Ela aponta um grande arco que deve servir como porta, mas ir para fora não me fará comer, apenas vai me dar medo. Não gosto de ambientes muito abertos, eles me fazem sentir exposta, qualquer um deles pode me achar se eu estiver em um ambiente aberto e não na segurança do meu quarto.

- Senhorita Vieira? - levanto a cabeça ao ouvir meu sobrenome. Quem me encara é o médico de ontem, com o mesmo sorriso bem treinado no rosto – Como passou a noite? – Não respondo, eu não tomei o remédio de dormir, a noite foi pior que o normal – você poderia me acompanhar ao consultório?

Me levanto e começo a segui-lo por corredores que parecem os mesmos de antes do café, mas meu senso de direção diz que não são. Chegamos a uma porta e ele a mantém aberta para que eu passe, entro sem olhar nos olhos dele. A sala é branca, como eu esperava, com dois divãs, um rosa e um azul, além da poltrona amarela entre as duas.
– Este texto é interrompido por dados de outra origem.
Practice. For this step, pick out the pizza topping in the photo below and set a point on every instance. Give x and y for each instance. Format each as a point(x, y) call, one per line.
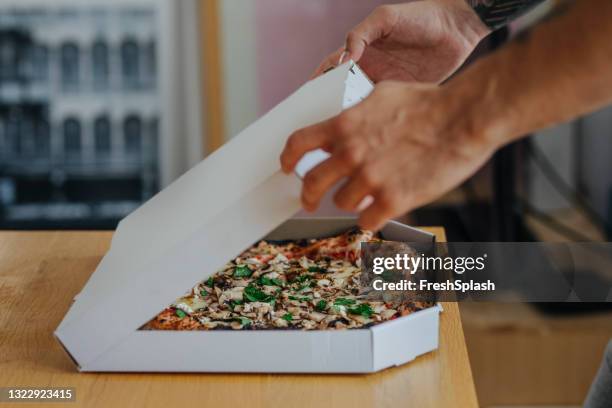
point(304, 284)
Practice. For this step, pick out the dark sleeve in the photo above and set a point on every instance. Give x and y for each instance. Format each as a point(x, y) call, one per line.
point(600, 394)
point(497, 13)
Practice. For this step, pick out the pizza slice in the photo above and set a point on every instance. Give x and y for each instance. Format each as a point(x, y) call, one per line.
point(302, 284)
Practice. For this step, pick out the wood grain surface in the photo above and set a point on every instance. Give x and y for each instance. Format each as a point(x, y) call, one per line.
point(41, 272)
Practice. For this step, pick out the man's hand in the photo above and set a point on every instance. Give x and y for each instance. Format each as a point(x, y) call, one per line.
point(404, 146)
point(418, 41)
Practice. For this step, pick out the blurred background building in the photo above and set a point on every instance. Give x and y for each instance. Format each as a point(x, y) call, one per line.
point(80, 111)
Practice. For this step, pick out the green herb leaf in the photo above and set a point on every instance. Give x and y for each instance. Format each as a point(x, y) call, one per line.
point(388, 276)
point(242, 271)
point(363, 309)
point(321, 305)
point(252, 294)
point(234, 303)
point(303, 278)
point(245, 321)
point(344, 302)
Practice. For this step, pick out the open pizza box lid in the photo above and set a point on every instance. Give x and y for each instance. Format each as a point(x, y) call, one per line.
point(194, 226)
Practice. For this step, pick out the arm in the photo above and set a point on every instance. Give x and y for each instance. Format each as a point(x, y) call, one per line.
point(553, 73)
point(406, 145)
point(422, 41)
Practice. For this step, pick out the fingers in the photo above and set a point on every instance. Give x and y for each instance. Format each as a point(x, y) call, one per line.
point(375, 26)
point(304, 140)
point(325, 175)
point(351, 194)
point(384, 207)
Vejo uma pasta ao lado da poltrona, provavelmente o arquivo dos pacientes e uma ficha em branca na mesinha de centro, me esperando.

- Tem preferência de cor? – Ele pergunta, como se não tivesse real interesse na resposta.

- Gostava de rosa – dou de ombros e me sento no divã, sem deitar.

- Não se sente à vontade para deitar? – Balanço a cabeça, negando – Tudo bem então.

Ele se senta na poltrona amarela, pegando a ficha nova nas mãos. Noto que ele não falou nada sobre eu usar o verbo no passado e me sinto grata, cansei de todo mundo me perguntando esse porquê nos primeiros meses. Ele escreve algumas coisas na ficha e depois, para meu espanto, tira pães de queijo de uma bolsa que não notei que estava lá.

- Está servida? Eu não gosto da comida daqui, então sempre trago alguma coisa.

- Não quero, obrigada.

- Se importa se eu comer?

- Não – ele pega um pão de queijo e joga na boca, piscando para mim.

- Eu sinto muito por fazer você vir para cá, de verdade, mas todos precisamos de um descanso – confirmo com a cabeça – eu sei que tem coisas que você ainda não está pronta para falar, tenho o relatório do seu médico anterior, mas achei que devíamos conversar um pouquinho todos os dias, sobre o que você quiser falar.

- Não gosto de conversar – tento soar educada, mas sei que fui grossa.

- Você não é obrigada a falar comigo, mas eu gostaria muito que você tentasse, sobre qualquer coisa. Que tal você determinar o assunto e eu faço algumas perguntas? Você pode responder como quiser e, se não quiser, pode me pedir para fazer outra.